AKP gidince Cumhuriyet kurtulacak ve kutlanacaktır
30 Ağustos 2022’de, zaferin yüzyılında, 2022’nin yeniden zafer yılı olacağını söyledik. Düşmandan kurtulacağımız yıl, Cumhuriyet’in yıldönümünde, 29 Ekim 2023’te, Cumhuriyet’i hem kurtarmış hem de kutlamış olacağız.
Akıl ve cesaret ile kazanacağız. Ancak önce gerçekle yola çıkacağız. Tek adam yönetiminin, Saray diktasının olduğu yerde, Cumhuriyet yoktur. Gerçeğe sadık olmayan, Cumhuriyet’e nasıl sadık olabilir?

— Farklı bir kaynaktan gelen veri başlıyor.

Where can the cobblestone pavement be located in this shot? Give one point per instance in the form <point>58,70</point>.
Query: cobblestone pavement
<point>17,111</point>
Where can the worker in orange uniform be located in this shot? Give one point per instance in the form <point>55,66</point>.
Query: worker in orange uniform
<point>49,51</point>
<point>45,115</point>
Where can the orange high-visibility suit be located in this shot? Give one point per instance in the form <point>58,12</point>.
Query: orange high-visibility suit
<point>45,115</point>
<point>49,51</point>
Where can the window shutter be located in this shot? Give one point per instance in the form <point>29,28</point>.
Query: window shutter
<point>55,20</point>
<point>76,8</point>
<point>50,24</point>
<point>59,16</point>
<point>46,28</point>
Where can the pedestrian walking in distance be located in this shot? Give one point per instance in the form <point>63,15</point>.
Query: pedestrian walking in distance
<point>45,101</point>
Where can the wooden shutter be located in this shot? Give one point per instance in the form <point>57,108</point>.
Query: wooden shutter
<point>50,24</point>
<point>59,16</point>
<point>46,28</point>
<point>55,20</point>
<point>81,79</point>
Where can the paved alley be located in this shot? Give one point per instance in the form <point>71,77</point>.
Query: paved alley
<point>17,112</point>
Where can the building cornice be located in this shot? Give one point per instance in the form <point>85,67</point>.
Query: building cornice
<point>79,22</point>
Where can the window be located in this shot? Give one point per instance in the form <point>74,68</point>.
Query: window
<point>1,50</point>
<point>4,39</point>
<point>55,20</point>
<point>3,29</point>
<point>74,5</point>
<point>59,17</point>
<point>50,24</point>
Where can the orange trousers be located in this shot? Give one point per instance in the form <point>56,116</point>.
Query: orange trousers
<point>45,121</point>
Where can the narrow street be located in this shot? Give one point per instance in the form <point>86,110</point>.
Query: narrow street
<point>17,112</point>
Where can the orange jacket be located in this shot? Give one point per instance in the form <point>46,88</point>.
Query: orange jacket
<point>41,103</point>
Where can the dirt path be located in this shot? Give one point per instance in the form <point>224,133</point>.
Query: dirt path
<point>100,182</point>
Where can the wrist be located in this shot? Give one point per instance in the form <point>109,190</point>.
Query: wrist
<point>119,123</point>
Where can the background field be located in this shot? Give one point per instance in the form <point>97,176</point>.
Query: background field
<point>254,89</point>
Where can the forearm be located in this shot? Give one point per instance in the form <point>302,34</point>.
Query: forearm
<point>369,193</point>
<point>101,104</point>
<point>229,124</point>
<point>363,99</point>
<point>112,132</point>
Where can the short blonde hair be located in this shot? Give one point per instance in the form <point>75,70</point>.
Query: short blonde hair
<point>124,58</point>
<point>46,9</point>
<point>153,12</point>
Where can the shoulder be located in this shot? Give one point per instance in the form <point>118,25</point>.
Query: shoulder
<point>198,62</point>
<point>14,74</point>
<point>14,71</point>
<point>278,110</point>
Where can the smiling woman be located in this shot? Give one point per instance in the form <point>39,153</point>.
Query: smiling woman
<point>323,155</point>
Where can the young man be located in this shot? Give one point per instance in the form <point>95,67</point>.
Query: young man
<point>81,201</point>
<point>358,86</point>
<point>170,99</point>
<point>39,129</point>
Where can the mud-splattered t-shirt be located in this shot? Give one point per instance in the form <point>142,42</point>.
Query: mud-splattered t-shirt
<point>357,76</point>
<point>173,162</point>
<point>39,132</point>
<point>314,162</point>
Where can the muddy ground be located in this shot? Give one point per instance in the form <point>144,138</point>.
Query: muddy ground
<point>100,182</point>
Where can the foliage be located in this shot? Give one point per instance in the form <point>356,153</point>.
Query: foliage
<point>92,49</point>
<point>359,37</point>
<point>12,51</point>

Eğer AKP’ye karşı vatanımızı ve seçim sandıklarını savunamazsak şunu unutmayalım ki; bir Cumhuriyet’te yaşıyor olmayacağız. Bunun adı da nihayet konacaktır. Dünyanın en korkak diktatörü bile meydanı boş bulursa, istediğini yapacaktır.
Gerçekten de bir gecede ilan edilir böyle kararlar. Yılların birikimi sonucunu verir. Çürütenler de böyle vurur son darbeyi. Kurucu devrimciler de yıllarca çalışarak devrimi hazırlar. Devrim ile karşıdevrim benzer bu açılardan.
Cumhuriyet’i kan ve irfanla kurduk. Korkakça, haince, dalavereyle ve hileyle ele geçirdiler. Ve devlet yıkıcılığının adını er ya da geç onlar da koyacaktır.
Cumhuriyet cumhuriyettir. Tektir. Demokrasiyle veya başka bir şeyle taçlandırılacak bir Cumhuriyet yoktur. Geri alınacak bir Cumhuriyet vardır.
Ya sarayı yıkarız ve Cumhuriyet’i kurtarırız ya da saray tüm ülkeyi felakete sürükler ve yok eder.
AKP varsa Cumhuriyet yok. AKP diktası yok edildiği an ise Cumhuriyet olduğu gibi yükselecektir. İdrak edilecek ve kutlanacak olan hakikat budur.